Another person that worked it all the time went to put cattle in the tub and filled the tub up and shut the gate at the last notch. She then filled the lead up from the outside and near the entrance to the led up alley, then went to the chute to help and it made the flow at the chute much better. When the lead up was almost empty she walked back, and the fresh weaned calves went right in as they were curious to find a way out. A very safe, effective low stress way of working. I learned.

My whole point to all the examples is that it’s not the system as much as how well the cattle are prepared to work or not work, and the attitude and skill of the people creating the flow through system.

I will say that some systems make it very difficult to get the pressure where you need it when you need it.

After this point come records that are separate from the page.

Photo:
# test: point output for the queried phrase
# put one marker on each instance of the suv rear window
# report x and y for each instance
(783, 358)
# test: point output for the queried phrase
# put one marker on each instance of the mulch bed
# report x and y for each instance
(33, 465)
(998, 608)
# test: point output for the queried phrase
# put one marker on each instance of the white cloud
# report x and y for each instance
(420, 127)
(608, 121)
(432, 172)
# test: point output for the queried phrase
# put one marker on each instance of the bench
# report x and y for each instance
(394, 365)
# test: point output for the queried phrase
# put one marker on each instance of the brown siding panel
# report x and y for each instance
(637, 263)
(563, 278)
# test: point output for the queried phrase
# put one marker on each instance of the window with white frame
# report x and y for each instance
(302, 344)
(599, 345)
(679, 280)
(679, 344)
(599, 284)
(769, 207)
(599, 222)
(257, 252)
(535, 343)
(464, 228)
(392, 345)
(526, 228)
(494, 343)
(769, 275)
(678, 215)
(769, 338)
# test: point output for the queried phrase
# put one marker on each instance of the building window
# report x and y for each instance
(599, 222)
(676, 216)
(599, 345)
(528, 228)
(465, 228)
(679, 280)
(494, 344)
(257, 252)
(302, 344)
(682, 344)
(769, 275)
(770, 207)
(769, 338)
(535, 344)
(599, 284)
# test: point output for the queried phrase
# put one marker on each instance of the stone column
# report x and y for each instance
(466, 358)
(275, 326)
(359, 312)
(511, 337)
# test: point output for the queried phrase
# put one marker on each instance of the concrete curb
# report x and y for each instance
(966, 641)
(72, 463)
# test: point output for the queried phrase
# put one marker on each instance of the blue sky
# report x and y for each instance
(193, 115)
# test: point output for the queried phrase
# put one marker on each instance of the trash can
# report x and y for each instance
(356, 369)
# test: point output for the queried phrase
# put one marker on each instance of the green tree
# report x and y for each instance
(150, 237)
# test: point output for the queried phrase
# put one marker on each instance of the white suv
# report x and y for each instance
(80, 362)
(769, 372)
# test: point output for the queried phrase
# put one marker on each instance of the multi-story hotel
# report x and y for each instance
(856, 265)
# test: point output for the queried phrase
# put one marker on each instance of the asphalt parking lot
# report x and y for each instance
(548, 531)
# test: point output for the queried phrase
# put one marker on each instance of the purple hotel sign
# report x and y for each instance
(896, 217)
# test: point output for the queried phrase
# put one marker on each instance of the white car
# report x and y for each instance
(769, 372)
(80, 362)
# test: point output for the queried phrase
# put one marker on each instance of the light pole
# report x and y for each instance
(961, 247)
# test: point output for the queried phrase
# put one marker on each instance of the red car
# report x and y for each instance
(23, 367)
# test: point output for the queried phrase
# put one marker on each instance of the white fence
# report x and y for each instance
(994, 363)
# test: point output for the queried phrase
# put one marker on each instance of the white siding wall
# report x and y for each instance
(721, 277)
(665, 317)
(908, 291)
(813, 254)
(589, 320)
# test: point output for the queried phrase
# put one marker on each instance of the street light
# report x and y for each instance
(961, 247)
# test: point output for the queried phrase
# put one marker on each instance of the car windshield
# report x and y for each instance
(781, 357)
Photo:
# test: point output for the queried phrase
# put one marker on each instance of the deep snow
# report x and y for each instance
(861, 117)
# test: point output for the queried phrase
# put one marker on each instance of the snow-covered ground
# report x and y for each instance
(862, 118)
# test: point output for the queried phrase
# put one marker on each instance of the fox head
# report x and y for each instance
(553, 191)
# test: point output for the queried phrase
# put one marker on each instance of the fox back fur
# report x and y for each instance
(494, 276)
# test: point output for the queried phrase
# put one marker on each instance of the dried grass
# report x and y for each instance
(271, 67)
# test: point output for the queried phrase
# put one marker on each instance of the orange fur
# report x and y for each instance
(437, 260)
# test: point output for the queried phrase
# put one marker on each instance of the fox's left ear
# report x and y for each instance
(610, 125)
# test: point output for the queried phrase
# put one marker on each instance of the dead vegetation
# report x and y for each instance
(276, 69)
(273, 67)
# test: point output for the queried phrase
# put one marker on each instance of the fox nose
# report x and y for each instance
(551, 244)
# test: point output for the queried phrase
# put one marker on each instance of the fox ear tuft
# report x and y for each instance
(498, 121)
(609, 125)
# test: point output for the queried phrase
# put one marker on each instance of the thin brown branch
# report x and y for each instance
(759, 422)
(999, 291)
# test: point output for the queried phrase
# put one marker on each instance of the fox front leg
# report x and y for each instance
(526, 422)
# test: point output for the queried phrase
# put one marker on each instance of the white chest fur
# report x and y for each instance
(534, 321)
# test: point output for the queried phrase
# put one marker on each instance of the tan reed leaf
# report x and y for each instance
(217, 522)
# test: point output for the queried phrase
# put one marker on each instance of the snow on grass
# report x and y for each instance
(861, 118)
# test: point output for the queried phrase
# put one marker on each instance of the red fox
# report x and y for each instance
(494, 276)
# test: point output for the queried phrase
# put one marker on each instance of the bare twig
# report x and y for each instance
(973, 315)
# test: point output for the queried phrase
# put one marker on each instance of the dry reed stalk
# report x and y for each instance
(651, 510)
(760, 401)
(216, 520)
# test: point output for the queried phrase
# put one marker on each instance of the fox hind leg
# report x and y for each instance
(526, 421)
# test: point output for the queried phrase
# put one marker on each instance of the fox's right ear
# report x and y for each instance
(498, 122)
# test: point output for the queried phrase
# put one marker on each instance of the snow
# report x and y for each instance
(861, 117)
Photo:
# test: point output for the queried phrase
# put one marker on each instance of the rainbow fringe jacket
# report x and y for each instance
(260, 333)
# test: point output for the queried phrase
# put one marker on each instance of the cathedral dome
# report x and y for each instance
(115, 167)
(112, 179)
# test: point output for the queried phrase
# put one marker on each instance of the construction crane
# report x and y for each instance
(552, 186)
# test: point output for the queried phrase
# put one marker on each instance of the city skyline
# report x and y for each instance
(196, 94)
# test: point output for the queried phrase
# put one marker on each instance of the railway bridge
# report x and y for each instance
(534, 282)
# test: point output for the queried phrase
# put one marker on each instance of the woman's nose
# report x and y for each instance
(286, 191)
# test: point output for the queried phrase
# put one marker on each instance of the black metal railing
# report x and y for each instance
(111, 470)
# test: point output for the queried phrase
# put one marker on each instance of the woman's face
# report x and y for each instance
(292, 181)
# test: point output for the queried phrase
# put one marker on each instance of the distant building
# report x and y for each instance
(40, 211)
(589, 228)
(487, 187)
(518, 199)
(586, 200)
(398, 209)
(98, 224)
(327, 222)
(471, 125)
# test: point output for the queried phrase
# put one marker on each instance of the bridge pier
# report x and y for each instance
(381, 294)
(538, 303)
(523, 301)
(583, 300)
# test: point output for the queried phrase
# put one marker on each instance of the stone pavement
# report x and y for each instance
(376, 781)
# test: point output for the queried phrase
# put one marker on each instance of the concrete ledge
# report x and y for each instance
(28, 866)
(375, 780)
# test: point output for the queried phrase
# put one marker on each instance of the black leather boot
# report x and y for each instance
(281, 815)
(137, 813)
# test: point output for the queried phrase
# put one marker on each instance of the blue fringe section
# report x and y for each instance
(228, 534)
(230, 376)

I also think it’s important to realize that calves that have never been through a system before, if they are handled right before they get to the system, usually work very well from proper pressure and load nicely, much better than cattle that have been through before.

When I have gone to Ron Gills place and worked older cows they flow through real nice. He has a tub system that is not perfect, but the cows are always looking for a way out of pressure. The difference I see from one or two people working cattle versus a big crew is the same as numbers of animals you take up the alley. With lots of people your pressure is very broad and from to many places and you have to use force that creates panic in the cattle and they want to escape back. When it is one person you must pressure in a way to get the animals to decide to go and this creates a situation that the animal is looking for a way out rather than trying to escape back.

When I load fat cattle in a feedlot, it is usually the hardest to get them into the tub or box. Once you get the gat closed they are looking for a way out. They have learned that the pressure is going to come when they get into the tub or box, but once in they have been patterned to go up the chute alley to get out of the pressure.

So with all those examples I am trying to point out, if your livestock is not working properly even the best designed system is difficult, and if your livestock are working well, you can make even the worst system work.

So next we will start discussing my opinion on how to get cattle to work.

Going back to the first example, if your shirt tail comes untucked, you might be able to do things a little differently!

2 thoughts on “Shirt Tail Relativity

  1. Mike Orphey

    I’ve been cowboyin & ranching for myself , for going on forty years.
    I’ve found w/ experience that overloading any kind of facility is usually counterproductive. Sometimes when I was working in a set of pens the 1st time it took a draft or two to figure out what number of cattle worked best.